Obama says will strike Syria, but only after Congress approves

President announces that he plans to seek authorization for striking Syria when the legislature reconvenes

President Barack Obama said Friday that he had still not made a final decision about strikes on Syria.
Aude Guerrucci-Pool/Getty Images

President Barack Obama announced Saturday that he has decided to take military action against Syria's Assad regime over alleged chemical weapons attacks, but will seek congressional approval before implementing that decision. The decision to seek legislative approval portends a significant delay in military action that many had expected might come as early as this weekend.

U.N. chemical weapons inspectors, who had been in Syria investigating an alleged poison gas attack blamed for hundreds of deaths, left the country Saturday as Washington tightened its focus on the country.
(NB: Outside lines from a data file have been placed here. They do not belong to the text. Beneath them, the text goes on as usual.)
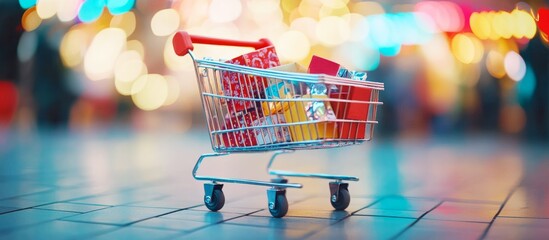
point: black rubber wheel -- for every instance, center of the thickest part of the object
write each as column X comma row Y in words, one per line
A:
column 216, row 202
column 281, row 207
column 342, row 201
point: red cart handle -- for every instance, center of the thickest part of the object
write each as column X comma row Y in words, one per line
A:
column 183, row 42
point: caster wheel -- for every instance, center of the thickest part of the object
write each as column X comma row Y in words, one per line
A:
column 343, row 200
column 216, row 202
column 281, row 207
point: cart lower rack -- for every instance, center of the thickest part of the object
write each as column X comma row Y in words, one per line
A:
column 251, row 109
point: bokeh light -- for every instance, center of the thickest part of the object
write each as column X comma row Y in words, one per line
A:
column 331, row 31
column 515, row 67
column 367, row 8
column 30, row 19
column 27, row 3
column 165, row 22
column 101, row 55
column 307, row 26
column 225, row 10
column 91, row 10
column 117, row 7
column 150, row 91
column 127, row 69
column 292, row 46
column 137, row 46
column 448, row 16
column 46, row 8
column 67, row 10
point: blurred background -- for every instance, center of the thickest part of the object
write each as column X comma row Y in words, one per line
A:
column 460, row 67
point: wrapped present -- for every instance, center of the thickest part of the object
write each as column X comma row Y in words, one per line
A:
column 303, row 112
column 344, row 110
column 244, row 136
column 271, row 132
column 279, row 89
column 247, row 86
column 351, row 111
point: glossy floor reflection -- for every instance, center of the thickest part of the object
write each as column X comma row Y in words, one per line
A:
column 125, row 185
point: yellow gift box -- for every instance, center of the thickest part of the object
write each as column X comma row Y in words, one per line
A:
column 302, row 112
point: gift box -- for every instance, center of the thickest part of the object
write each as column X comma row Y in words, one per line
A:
column 345, row 110
column 273, row 133
column 306, row 111
column 351, row 111
column 279, row 89
column 247, row 86
column 244, row 137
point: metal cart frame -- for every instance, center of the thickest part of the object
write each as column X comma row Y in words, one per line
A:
column 215, row 101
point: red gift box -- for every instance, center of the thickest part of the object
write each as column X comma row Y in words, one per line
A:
column 246, row 86
column 352, row 111
column 241, row 138
column 320, row 65
column 345, row 110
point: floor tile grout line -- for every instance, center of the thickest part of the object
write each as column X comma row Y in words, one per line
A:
column 210, row 225
column 416, row 221
column 483, row 236
column 517, row 217
column 349, row 215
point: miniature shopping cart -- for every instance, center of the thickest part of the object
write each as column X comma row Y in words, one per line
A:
column 281, row 112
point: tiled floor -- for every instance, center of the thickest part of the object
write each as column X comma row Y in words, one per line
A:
column 124, row 185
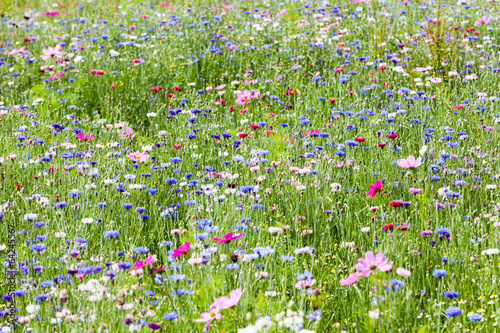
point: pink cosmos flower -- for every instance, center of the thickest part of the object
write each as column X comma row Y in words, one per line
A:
column 482, row 20
column 225, row 302
column 181, row 249
column 51, row 52
column 410, row 162
column 243, row 97
column 305, row 283
column 84, row 137
column 227, row 238
column 351, row 279
column 209, row 316
column 21, row 51
column 140, row 264
column 138, row 156
column 312, row 131
column 370, row 263
column 374, row 188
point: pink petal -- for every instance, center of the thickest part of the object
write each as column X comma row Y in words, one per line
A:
column 351, row 279
column 370, row 258
column 138, row 265
column 149, row 260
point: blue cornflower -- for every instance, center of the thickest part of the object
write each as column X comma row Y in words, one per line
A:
column 439, row 273
column 111, row 233
column 475, row 317
column 451, row 294
column 141, row 250
column 170, row 316
column 453, row 311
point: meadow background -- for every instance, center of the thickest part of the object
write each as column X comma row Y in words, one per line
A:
column 344, row 154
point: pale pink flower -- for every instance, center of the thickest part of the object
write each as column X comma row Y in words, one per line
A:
column 209, row 316
column 410, row 162
column 370, row 263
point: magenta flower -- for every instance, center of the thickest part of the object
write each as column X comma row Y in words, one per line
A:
column 209, row 316
column 84, row 137
column 227, row 238
column 482, row 20
column 225, row 302
column 181, row 249
column 128, row 133
column 138, row 156
column 410, row 162
column 305, row 283
column 370, row 264
column 243, row 97
column 140, row 264
column 374, row 188
column 52, row 52
column 351, row 279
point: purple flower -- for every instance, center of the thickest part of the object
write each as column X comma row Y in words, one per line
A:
column 415, row 190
The departure of the U.N. experts has heightened expectations of a possible military strike against Syrian government forces in retaliation for the suspected attack, as President Barack Obama prepared to deliver a statement at the White House and senior administration officials scheduled conference-call briefings with members of Congress from both parties this weekend.

With the U.N. experts trying to determine what happened in the alleged Aug. 21 gas attack, Secretary of State John Kerry said Friday that the U.N. investigation would have no bearing on Obama's decision whether to strike Syria.

A U.S. intelligence report released during Kerry's speech said at least 1,429 people, including 426 children, were killed by Syrian President Bashar al-Assad’s government in the poison gas attack just outside of Damascus.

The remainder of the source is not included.